# TwelveLabs Multimodal Embedding Search using Amazon Bedrock and Amazon S3 Vectors
Work with TwelveLabs Marengo Embed 2.7 Model and Amazon S3 Vectores
![TwelveLabs Embedding](./images/12labs-embed-s3vectors.png)

The TwelveLabs Marengo Embed 2.7 model generates embeddings from video, text, audio, or image inputs. These embeddings can be used for similarity search, clustering, and other machine learning tasks. The model supports asynchronous inference through the StartAsyncInvoke API.

[Amazon S3 Vectors](https://aws.amazon.com/s3/features/vectors/) is the first cloud object store with native support to store and query vectors, delivering purpose-built, cost-optimized vector storage for AI agents, AI inference, and semantic search of your content stored in Amazon S3.

This sample demonstrates how to use the TwelveLabs Marengo Embed 2.7 model—available through Amazon Bedrock—to generate embeddings from a sample video and perform dynamic search using Amazon S3 as the vector store.

In [None]:
!pip install --upgrade pip setuptools wheel
!pip install faiss-cpu==1.7.4
!pip install boto3 --upgrade

Restart kernal

In [None]:
import os, sys
os.execv(sys.executable, ['python'] + sys.argv)

In [None]:
import boto3
import json

bedrock = boto3.client('bedrock-runtime')
s3 = boto3.client('s3')
s3vectors = boto3.client('s3vectors') 

In [None]:
model_id = 'twelvelabs.marengo-embed-2-7-v1:0'

s3_bucket = '<YOUR_S3_BUCKET>'
s3_prefix = '<YOUR_S3_PREFIX>' # For example: 'twelvelabs-test'
aws_account_id = '<YOUR_AWS_ACCOUNT_ID>'

s3vector_bucket = "<S3_VECTOR_BUCKET_NAME_TO_CREATE>"
s3vector_index = "<S3_VECTOR_INDEX_NAME_TO_CREATE>"

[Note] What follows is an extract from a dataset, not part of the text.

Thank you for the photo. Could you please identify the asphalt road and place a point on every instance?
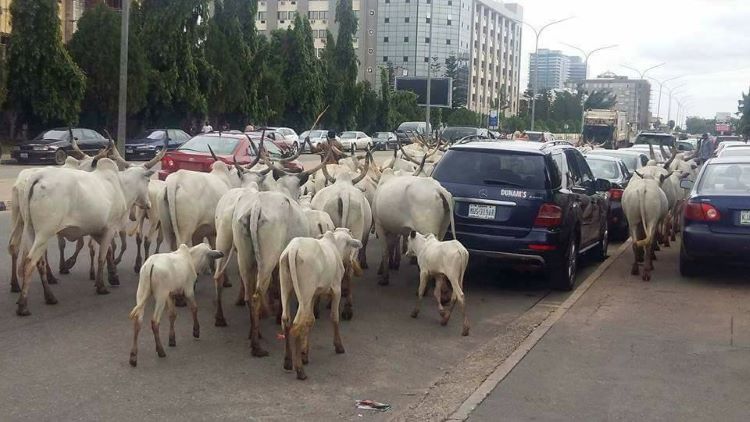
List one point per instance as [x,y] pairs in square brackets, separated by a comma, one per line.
[70,360]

## Download a Sample Video and Upload to S3 as Input
We'll use the TwelveLabs Marengo model to generate embeddings from this video and perform content-based search.

![Meridian](./images/sample-video-meridian.png)
We will use an open-source sample video, [Meridian](https://en.wikipedia.org/wiki/Meridian_(film) ), as input to generate embeddings.

In [None]:
# Download a sample video to local disk
sample_name = 'NetflixMeridian.mp4'
source_url = f'https://ws-assets-prod-iad-r-pdx-f3b3f9f1a7d6a3d0.s3.us-west-2.amazonaws.com/335119c4-e170-43ad-b55c-76fa6bc33719/NetflixMeridian.mp4'
!curl {source_url} --output {sample_name}

# Upload to S3
s3_input_key = f'{s3_prefix}/video/{sample_name}'
s3.upload_file(sample_name, s3_bucket, s3_input_key)
print(f"Uploaded to s3://{s3_bucket}/{s3_input_key}")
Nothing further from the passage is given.